Organization Trends

New Battleground for Local News


Over the next five years Report for America, an initiative created by the nonprofit GroundTruth Project in partnership with the Google News Lab, is preparing to subsidize the employment, training, and placement of a thousand new journalists in newsrooms across rural America.

Funded by grants from wealthy left-wing nonprofits such as the Ford Foundation, Rockefeller Family Fund, the Knight Foundation, and other elite left-wing donors, the initiative plans to bring a “new model” of journalism to local television stations and small newspapers across the country. This new model will focus on providing reporters to partnered news organizations at half the typical cost of employment and include training from the Google News Lab and Solutions Journalism Network on how to cover topics which Report for America and its donors consider “under-covered.” Report for America argues that America is currently facing a media crisis in small towns across the country and that these journalists will help Americans who are no longer able “to understand the critical issues facing their community,” all while also propping up embattled news organizations.

Until January 2018, the GroundTruth Project had been primarily focused on foreign correspondence in developing democracies. Founded in 2014, the GroundTruth Project is a 501(c)(3) tax-exempt organization headquartered in Boston, Massachusetts. It was created by Steven Waldman, a journalist and former senior advisor to the chairman of the Obama era Federal Communications Commission, and Charles Sennott, a former Boston Globe journalist.

While the GroundTruth Projects claims to be against placing Report for America journalists in newsrooms that are influenced by advertisers or donors, their own funding methods create similar questions about bias. Between 2014 and 2017, the Ford Foundation, MacArthur Foundation, and Galloway Foundation together contributed $1.4 million to GroundTruth’s total operating budget. According to the organization’s latest filings, that total by itself is more than half of the organization’s total net worth at $2.5 million.

The Ford and MacArthur Foundations fund many radical organizations on the far-left, including UnidosUS, the Tides Center, and Demos, drawing questions about GroundTruth’s “objectivity.”

In addition to GroundTruth’s main funding partners, Report for America is also supported by skills training partnerships with the Google News Lab and the Solutions Journalism Network. The Solutions Journalism Network is a more recent addition to the platform and takes part in training new journalists on the organization’s “methodology for reporting on responses to problems, in addition to the problems themselves.”

The Solutions Journalism Network argues that the kind of traditional reporting that encourages readers to make their own conclusions is outdated, and instead teaches reporters to provide their own pre-digested “solutions” for readers to absorb. The Solutions Journalism Network is funded by a number of left-wing nonprofits, including the Ford Foundation, Gates Foundation, Democracy Fund, Rockefeller Fund, Walton Foundation, and others.

The Google News Lab was the first partner to join the Report for America project, and has provided much of the infrastructure for training journalists in how to research and which sources to use. Unsurprisingly, Google News Lab is funded by Google, which has been accused of harboring anti-conservative biases in its company ethos. YouTube, a subsidiary of Google, has a particularly poor track record when it comes to free speech issues.

As shown by CRC’s Jake Klein, YouTube has removed or hidden and demonetized videos uploaded to its platform in the past from users that don’t support the company’s often radical views.
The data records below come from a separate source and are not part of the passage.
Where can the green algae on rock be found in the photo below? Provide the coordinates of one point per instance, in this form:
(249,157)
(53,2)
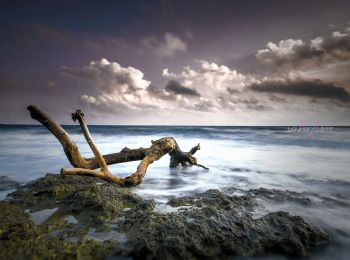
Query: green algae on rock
(94,219)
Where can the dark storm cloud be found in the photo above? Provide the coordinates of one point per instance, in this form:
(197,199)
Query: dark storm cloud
(176,88)
(297,54)
(300,87)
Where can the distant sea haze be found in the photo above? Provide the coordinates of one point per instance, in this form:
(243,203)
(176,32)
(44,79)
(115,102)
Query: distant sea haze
(313,162)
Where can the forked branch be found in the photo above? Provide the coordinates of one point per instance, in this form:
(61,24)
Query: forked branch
(83,166)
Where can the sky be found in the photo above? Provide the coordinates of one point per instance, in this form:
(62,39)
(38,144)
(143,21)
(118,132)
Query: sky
(166,62)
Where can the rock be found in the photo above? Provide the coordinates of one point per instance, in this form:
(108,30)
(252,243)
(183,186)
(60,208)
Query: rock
(6,183)
(89,215)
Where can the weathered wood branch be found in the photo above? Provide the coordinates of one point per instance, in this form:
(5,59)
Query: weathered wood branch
(83,166)
(71,150)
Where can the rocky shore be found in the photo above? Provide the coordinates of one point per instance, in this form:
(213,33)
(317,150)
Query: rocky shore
(60,217)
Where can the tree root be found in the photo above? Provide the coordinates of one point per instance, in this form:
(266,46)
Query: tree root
(83,166)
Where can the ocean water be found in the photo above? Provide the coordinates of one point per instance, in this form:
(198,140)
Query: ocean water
(313,163)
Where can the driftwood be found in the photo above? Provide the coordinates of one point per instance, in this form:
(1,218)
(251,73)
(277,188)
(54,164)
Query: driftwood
(88,166)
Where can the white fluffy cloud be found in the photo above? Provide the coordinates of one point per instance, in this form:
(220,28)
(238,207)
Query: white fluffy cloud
(114,85)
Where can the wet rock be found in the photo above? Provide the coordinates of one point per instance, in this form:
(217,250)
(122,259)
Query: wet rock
(115,221)
(21,239)
(218,226)
(7,184)
(280,196)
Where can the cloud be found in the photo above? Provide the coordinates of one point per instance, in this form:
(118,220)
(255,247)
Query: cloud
(113,85)
(210,78)
(300,87)
(175,87)
(111,88)
(109,77)
(289,55)
(168,47)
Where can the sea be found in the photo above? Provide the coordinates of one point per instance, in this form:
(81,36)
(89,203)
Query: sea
(308,161)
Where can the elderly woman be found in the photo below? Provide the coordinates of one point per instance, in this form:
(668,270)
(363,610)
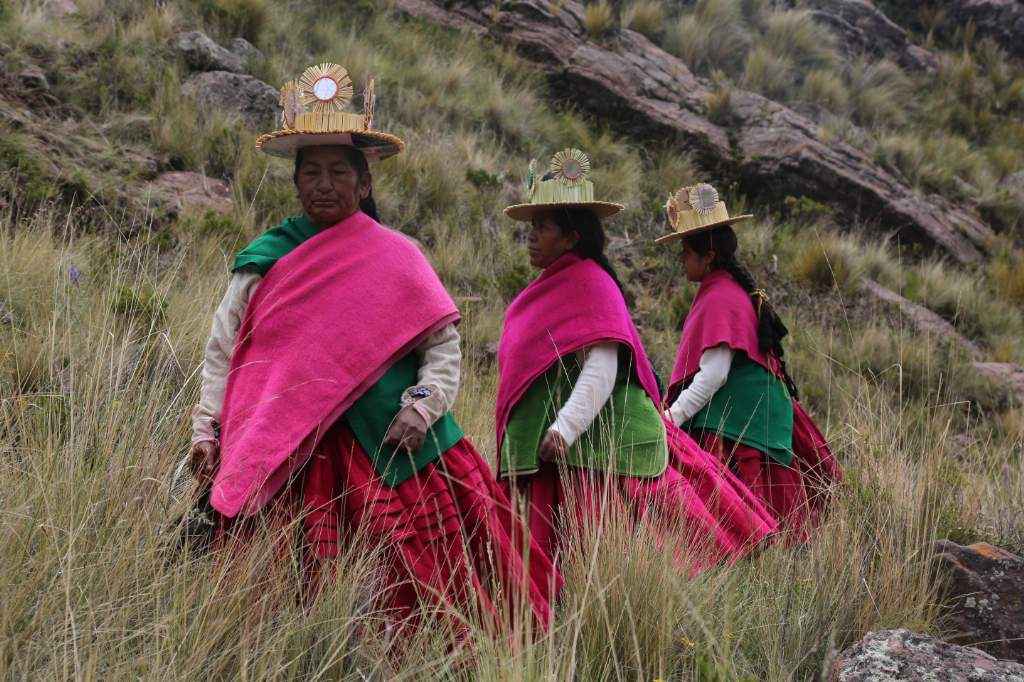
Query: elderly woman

In February, YouTube removed a Capital Research Center video entitled “The Dirty Secrets of Democratic Politics” on the grounds that CRC had violated the company’s “hate speech” rules.  After CRC appealed to YouTube against the baseless accusation and demanded the company reinstate the video, wrote CRC’s Hayden Ludwig,

YouTube quietly reinstated both videos. But it’s become increasingly clear: when it comes to allowing free speech, YouTube is willing to break their professed values if it advances their ideology at the cost of conservatives.

Reporting for America’s Left?

Since Report for America officially launched on January 12, 2018, the initiative has placed its first journalists at three separate news organizations in the states of Kentucky and West Virginia.

On February 8, 2018, Report for America announced that nine more news organizations had signed on to support the journalists coming from the program. Those organizations are the Chicago Sun-Times, the Macon Telegraph, KRWG (Las Cruces, New Mexico), Dallas Morning News, Victoria Advocate, the Incline, Mississippi Today, Mississippi Public Broadcasting, and Billy Penn.

Out of the nine newsrooms that were approved, the Chicago Sun-Times is just another example of the problem at hand. The newspaper’s historical bias is accurately depicted in comments from the paper’s editorial page editor Cheryl Reed on July 10, 2007.

We [the Chicago Sun-Times] are returning to our liberal, working-class roots, a position that pits us squarely opposite the Chicago Tribune—that Republican, George Bush—touting paper over on moneyed Michigan Avenue.

For an initiative that claims to be separate from the ideology of its donors, quotes from overtly partisan newsroom partners like this damage much of Report for America’s attempt at nonpartisan messaging.